Around dawn, Clark wakes from a restless slumber and there’s a hum somewhere — some high, electric, pulsing hum coming from the general barn area, and it gets louder, the longer he thinks about it. Something’s out there, something that was buried a long time ago.
People should always dig up mystery boxes, it’s just good protocol. If somebody went to all the trouble to bury their secrets deep in the earth, then obviously it’s supposed to be dug up and exposed to the open air again. Nine times out of ten, something terrible happens, but you never know, you might be the lucky one.
It’s December 15th — just before Christmas, 1978 — and Clark is unwrapping his gift ten days early. Inside, he finds a little green lightsaber, which is literally the thing that every kid in America is hoping for this year.

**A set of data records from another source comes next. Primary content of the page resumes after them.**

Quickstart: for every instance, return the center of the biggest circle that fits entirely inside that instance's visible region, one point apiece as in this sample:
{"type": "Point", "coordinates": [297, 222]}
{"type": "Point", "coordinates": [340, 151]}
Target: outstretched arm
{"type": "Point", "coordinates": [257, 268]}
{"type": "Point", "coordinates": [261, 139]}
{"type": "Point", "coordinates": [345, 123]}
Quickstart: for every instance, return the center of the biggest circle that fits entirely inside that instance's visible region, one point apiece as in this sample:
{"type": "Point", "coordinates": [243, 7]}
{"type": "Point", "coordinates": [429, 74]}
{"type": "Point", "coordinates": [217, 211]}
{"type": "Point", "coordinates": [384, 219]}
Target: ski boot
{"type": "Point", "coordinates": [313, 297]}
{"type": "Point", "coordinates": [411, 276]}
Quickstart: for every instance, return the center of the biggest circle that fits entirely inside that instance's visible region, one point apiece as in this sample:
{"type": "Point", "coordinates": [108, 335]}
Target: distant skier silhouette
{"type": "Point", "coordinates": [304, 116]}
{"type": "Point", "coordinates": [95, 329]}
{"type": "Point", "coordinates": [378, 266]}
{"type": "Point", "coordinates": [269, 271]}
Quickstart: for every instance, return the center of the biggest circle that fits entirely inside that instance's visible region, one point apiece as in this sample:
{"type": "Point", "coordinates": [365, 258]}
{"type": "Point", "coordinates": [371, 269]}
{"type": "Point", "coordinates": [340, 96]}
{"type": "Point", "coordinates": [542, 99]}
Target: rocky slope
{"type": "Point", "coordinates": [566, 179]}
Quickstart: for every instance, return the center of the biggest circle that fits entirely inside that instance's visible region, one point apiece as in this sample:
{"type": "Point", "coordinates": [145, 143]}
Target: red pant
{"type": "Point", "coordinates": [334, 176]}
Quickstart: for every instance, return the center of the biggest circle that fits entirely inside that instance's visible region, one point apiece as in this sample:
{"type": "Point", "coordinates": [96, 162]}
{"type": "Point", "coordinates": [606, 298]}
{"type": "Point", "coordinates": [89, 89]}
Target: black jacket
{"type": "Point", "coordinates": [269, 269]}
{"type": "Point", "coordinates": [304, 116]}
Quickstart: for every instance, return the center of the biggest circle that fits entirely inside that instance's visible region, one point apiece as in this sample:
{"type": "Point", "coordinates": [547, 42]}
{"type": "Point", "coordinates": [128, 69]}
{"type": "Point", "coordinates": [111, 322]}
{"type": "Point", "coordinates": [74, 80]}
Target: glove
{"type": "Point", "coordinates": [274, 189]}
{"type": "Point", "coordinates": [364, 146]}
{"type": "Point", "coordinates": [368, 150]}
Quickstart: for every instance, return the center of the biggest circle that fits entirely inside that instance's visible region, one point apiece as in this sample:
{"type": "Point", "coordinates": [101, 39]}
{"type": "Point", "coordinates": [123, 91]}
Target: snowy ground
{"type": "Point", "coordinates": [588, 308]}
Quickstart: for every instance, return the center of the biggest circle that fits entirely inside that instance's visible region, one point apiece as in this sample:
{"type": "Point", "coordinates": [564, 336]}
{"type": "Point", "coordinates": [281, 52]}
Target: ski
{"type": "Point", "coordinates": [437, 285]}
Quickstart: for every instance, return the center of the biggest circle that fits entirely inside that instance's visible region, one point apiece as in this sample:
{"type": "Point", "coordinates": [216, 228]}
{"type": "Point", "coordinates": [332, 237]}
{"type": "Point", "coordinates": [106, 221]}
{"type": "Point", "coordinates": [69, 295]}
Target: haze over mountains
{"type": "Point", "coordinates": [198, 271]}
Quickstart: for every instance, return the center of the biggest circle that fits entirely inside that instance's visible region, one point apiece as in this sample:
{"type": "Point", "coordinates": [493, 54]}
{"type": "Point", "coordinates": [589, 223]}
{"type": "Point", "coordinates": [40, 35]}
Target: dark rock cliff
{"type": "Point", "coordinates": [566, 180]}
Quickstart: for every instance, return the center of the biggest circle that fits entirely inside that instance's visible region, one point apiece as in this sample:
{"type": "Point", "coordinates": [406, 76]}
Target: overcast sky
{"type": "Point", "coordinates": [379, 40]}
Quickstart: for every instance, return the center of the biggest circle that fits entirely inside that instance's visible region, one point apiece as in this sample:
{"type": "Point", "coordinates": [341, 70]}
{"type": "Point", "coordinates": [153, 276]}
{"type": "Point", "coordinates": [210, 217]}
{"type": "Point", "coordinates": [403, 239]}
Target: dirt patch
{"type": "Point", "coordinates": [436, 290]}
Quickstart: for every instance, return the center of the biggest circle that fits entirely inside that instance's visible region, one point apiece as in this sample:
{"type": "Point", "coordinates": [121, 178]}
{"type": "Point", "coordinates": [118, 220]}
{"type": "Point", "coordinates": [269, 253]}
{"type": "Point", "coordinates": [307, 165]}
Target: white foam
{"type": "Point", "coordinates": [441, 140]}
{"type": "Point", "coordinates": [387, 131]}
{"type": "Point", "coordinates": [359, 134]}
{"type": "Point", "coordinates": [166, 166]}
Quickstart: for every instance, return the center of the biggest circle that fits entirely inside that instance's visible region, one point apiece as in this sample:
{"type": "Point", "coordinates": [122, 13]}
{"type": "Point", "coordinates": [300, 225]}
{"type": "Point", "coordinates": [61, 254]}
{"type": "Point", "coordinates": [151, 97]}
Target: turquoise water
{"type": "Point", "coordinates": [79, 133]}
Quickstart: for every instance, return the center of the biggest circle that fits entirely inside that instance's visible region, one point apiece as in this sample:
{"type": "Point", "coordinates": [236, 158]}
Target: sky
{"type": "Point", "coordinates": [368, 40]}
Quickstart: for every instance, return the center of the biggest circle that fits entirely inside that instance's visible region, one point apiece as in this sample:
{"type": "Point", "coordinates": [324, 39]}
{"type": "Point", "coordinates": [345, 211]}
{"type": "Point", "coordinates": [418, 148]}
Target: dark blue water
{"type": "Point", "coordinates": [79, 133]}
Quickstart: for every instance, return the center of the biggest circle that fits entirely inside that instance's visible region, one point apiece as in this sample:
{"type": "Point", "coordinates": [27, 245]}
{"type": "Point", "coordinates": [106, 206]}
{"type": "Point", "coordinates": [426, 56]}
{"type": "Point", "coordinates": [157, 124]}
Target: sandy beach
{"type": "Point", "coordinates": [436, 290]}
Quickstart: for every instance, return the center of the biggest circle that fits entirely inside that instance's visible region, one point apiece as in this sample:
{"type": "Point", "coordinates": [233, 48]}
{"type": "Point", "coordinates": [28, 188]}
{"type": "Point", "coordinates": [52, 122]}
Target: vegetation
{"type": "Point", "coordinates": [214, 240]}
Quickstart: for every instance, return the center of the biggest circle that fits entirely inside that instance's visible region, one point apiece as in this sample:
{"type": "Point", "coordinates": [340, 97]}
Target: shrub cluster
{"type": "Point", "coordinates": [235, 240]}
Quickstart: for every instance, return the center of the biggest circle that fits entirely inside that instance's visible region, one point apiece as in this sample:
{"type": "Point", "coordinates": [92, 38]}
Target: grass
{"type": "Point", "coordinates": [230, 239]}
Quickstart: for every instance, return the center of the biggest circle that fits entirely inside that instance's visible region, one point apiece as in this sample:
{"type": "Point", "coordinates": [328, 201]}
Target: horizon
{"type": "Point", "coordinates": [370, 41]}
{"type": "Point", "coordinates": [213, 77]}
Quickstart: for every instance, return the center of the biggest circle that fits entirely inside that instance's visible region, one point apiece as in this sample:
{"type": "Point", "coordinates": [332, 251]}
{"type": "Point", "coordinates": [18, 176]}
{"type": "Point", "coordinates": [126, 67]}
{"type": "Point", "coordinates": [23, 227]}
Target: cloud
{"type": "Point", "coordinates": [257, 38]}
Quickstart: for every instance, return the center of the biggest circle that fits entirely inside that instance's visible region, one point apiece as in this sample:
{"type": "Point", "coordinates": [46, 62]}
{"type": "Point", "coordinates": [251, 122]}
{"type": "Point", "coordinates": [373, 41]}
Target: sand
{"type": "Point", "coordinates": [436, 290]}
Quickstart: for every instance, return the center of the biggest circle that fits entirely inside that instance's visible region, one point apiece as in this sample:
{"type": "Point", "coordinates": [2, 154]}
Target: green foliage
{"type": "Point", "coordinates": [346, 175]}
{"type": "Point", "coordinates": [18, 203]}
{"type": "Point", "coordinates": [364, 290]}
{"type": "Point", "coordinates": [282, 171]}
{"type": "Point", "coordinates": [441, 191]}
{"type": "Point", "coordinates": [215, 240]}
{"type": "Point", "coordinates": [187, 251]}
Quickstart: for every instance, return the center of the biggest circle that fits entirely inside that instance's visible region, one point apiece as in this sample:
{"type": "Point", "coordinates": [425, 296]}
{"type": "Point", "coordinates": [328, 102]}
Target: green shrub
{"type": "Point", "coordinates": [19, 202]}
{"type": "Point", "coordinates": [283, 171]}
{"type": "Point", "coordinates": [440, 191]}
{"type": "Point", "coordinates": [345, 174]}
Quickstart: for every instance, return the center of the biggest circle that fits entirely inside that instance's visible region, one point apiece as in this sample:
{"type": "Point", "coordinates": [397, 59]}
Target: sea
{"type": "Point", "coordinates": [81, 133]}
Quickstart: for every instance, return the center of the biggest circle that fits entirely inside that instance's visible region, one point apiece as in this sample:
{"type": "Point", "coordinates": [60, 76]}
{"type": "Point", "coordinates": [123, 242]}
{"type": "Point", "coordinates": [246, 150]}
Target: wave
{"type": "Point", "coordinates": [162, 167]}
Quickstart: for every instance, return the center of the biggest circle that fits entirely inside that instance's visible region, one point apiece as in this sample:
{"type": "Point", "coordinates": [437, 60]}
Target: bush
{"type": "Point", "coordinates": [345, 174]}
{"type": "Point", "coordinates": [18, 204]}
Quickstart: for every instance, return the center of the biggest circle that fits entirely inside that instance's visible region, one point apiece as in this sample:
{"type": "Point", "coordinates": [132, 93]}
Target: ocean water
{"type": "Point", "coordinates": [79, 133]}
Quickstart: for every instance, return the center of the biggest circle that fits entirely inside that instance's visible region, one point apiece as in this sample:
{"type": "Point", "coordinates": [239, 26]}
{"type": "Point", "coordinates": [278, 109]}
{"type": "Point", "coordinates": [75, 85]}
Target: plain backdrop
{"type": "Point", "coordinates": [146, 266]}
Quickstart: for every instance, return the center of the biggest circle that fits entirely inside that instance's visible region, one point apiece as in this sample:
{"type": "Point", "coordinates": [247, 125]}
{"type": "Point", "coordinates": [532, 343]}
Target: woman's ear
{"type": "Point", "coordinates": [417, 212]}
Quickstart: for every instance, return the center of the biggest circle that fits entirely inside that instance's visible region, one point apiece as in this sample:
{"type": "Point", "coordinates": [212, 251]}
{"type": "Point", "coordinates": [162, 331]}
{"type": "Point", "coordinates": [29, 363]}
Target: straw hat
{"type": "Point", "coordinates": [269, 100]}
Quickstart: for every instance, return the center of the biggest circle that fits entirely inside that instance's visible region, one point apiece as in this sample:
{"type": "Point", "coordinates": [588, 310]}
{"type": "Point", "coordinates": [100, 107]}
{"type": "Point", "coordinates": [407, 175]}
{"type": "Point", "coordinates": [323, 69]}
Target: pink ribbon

This is the Call to Adventure, and if you’ve got your Joseph Campbell Hero with a Thousand Faces bingo card handy, you can cross that one off the list. This is the hero venturing forth from the world of common day, aka this wheat field, into a region of supernatural wonder, aka the North Pole, where he’ll get Supernatural Aid and/or Cross the First Threshold, and then go into the Belly of the Whale and set out on the Road of Trials, which I think is the Daily Planet typing test. Unless the Belly of the Whale was the space capsule, of course, in which case the Road of Trials was probably running faster than the train, and now it’s time to meet Woman as the Temptress. Which is probably Lois, but at the moment she’s only nine years old, so it might be somebody else.
Well, today’s the day that we get all this figured out. It’s time for us to ask whether Superman: The Movie follows Joseph Campbell’s model of the Hero’s Journey, as an example of the universal monomyth. The answer, obviously, is of course it fucking doesn’t.